Differential phase contrast from electrons that cause inner shell ionization

TL;DR

This paper explores differential phase contrast imaging using core-loss electrons caused by inner shell ionization, revealing how inelastic scattering influences contrast and its potential for thicker, element-specific imaging.

Contribution

It introduces a transition potential approach for modeling inelastic DPC and analyzes the effects of delocalization and incoherence on image contrast and interpretability.

Findings

Inelastic DPC contrast depends on ionization interaction range.

Inelastic DPC images are more robust at larger sample thicknesses.

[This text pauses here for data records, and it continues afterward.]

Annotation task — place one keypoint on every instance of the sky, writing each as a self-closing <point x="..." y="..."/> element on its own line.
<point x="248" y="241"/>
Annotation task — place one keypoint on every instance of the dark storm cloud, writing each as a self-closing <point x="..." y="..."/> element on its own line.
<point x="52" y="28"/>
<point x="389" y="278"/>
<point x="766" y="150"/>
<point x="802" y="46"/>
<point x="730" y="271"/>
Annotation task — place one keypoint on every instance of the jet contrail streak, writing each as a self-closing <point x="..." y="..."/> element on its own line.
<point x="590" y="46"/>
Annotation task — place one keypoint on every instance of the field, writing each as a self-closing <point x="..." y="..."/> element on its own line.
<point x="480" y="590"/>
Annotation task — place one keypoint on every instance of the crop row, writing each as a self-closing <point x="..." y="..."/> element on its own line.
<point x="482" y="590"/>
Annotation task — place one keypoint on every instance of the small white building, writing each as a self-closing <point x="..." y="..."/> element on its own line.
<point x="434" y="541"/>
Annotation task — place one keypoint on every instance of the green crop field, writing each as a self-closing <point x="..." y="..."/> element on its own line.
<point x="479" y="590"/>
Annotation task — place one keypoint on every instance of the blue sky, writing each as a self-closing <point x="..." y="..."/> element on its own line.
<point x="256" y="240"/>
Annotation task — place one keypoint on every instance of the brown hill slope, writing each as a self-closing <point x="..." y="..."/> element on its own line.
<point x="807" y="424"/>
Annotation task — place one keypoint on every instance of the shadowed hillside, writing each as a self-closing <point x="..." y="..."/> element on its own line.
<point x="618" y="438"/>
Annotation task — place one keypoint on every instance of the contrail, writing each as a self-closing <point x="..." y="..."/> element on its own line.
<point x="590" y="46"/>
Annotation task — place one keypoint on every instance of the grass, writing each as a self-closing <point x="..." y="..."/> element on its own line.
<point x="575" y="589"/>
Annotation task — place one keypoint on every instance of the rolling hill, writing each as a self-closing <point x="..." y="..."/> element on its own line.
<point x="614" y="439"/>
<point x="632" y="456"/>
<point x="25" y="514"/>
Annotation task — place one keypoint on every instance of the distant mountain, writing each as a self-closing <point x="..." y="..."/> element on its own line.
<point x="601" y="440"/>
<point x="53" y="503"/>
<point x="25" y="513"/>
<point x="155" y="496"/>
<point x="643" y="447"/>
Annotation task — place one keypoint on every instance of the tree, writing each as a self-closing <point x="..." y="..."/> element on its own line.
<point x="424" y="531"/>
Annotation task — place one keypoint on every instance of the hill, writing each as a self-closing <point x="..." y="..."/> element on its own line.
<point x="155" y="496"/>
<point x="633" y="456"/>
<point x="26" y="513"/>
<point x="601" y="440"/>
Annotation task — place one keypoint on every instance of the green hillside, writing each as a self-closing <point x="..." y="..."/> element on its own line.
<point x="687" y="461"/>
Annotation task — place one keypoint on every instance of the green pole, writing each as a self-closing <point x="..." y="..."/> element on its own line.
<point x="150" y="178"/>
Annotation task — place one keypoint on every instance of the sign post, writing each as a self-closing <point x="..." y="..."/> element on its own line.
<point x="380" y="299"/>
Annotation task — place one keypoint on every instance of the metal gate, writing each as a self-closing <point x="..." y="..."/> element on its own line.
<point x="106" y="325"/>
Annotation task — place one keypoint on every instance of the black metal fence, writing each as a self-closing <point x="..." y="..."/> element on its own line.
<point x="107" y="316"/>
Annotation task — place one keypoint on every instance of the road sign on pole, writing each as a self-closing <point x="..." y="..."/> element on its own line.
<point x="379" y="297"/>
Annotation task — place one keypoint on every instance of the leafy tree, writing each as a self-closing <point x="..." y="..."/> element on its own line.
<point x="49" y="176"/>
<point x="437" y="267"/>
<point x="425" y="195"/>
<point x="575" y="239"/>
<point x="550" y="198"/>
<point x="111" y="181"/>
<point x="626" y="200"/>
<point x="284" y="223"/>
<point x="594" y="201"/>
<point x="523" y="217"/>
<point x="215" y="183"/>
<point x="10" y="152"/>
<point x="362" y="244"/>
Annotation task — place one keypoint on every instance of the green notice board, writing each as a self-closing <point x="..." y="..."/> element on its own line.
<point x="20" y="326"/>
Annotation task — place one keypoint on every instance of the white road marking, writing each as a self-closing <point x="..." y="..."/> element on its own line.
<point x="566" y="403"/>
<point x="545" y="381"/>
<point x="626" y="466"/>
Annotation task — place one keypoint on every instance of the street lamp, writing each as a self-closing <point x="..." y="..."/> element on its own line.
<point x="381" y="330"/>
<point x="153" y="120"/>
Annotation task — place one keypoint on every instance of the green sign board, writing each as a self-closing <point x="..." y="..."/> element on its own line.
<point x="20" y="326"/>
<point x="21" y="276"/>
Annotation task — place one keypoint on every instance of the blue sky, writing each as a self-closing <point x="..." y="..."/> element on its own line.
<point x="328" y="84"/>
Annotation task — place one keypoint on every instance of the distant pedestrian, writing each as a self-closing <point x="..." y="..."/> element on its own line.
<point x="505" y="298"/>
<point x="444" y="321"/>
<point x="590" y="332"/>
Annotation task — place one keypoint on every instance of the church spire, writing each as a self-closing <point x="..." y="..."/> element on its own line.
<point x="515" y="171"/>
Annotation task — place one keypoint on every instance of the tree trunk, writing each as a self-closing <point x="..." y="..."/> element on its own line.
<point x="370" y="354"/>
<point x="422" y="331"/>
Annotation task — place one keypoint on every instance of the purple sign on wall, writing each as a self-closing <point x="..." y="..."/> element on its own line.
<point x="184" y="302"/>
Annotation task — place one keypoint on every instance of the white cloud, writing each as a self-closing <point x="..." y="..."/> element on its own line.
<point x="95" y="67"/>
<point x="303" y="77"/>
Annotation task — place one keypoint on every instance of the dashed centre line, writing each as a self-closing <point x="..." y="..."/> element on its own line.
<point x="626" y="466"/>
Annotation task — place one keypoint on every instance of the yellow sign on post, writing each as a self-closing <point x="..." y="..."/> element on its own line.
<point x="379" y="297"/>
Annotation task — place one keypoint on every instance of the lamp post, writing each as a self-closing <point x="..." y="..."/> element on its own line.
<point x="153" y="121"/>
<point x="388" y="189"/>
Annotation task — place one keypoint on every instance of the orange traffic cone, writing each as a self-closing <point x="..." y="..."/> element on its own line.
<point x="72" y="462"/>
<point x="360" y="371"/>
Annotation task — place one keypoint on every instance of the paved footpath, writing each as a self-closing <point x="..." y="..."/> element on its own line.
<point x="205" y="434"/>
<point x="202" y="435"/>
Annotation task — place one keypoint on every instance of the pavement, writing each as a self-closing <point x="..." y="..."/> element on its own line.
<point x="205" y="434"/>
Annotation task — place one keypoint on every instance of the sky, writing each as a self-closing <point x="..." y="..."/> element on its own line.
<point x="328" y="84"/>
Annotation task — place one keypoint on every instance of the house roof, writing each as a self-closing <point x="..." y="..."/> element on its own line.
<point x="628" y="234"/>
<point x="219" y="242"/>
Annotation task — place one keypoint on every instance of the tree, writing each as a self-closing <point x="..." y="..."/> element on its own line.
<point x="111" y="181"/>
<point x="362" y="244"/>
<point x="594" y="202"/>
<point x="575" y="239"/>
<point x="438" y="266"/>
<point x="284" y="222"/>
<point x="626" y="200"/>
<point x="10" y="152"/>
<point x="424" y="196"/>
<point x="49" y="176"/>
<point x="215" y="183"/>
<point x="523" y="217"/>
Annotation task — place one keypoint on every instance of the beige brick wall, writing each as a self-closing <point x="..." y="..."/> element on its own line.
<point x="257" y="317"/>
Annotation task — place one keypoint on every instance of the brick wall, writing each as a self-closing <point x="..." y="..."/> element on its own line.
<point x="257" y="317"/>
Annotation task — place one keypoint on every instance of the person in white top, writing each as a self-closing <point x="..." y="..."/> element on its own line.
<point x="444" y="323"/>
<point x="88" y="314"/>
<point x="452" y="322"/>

Signal-to-noise ratio improves with thickness, aiding thicker sample imaging.

Abstract

Differential Phase Contrast (DPC) imaging, in which deviations in the bright field beam are in proportion to the electric field, has been extensively studied in the context of pure elastic scattering. Here we discuss differential phase contrast formed from core-loss scattered electrons, i.e. those that have caused inner shell ionization of atoms in the specimen, using a transition potential approach for which we study the number of final states needed for a converged calculation. In the phase object approximation, we show formally that differential phase contrast formed from core-loss scattered electrons is mainly a result of preservation of elastic contrast. Through simulation we demonstrate that whether the inelastic DPC images show element selective contrast depends on the spatial range of the ionization interaction, and specifically that when the energy loss is low the delocalisation can lead to contributions to the contrast from atoms other than that ionized. We further show that inelastic DPC images remain robustly interpretable to larger thicknesses than is the case for elastic DPC images, owing to the incoherence of the inelastic wavefields, though subtleties due to channelling remain. Lastly, we show that while a very high dose will be needed for sufficient counting statistics to discern differential phase contrast from core-loss scattered electrons, there is some enhancement of signal-to-noise ratio with thickness that makes inelastic DPC imaging more achievable for thicker samples.